Wojtek Sokolowski sokol at jhu.edu
Tue Feb 17 13:26:51 PST 2004


Doug:
>
> A lot of Greens and other varieties of American leftists don't see
> elections as a path to taking power, but as a way of making a point.
> As I keep saying about Nader's last two runs, if he'd used the runs
> to build the Green party they could have made sense. But if he's just
> "making a point" - which is what he'd be doing with an independent
> candidacy this year - then he'd be better off writing a book.
>

I understand that, but this is a very infantile way of "making a point" a sort of "to piss off my mom I will cut my finger." Given the nature of the US political system, GP would "make a point" much more effectively if it formed a nominally nonpartisan bloc willing to support any political candidate with the right policy proposals, regardless of political party affiliation.

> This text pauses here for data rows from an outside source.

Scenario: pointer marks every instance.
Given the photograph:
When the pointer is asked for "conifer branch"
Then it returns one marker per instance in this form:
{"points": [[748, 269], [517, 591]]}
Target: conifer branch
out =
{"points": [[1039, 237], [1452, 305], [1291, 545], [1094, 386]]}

That was the clever strategy of Tony Mazzochi of the Labor Party. The fact that LP was a flop was due not to its poor electoral strategy but the fact that the clout of organized labor is nearly zero - the unions have almost no capability to tell the rank and file how to vote (the rank and file is more receptive to socially conservative agendas than union appeals), all they can do is to contribute money.

The Greens and assorted lefties, by contrast, have a much greater persuasive power which they can strategically use in close-call elections - if they did not waste their energies on running candidates attracting less support than the margin of statistical error.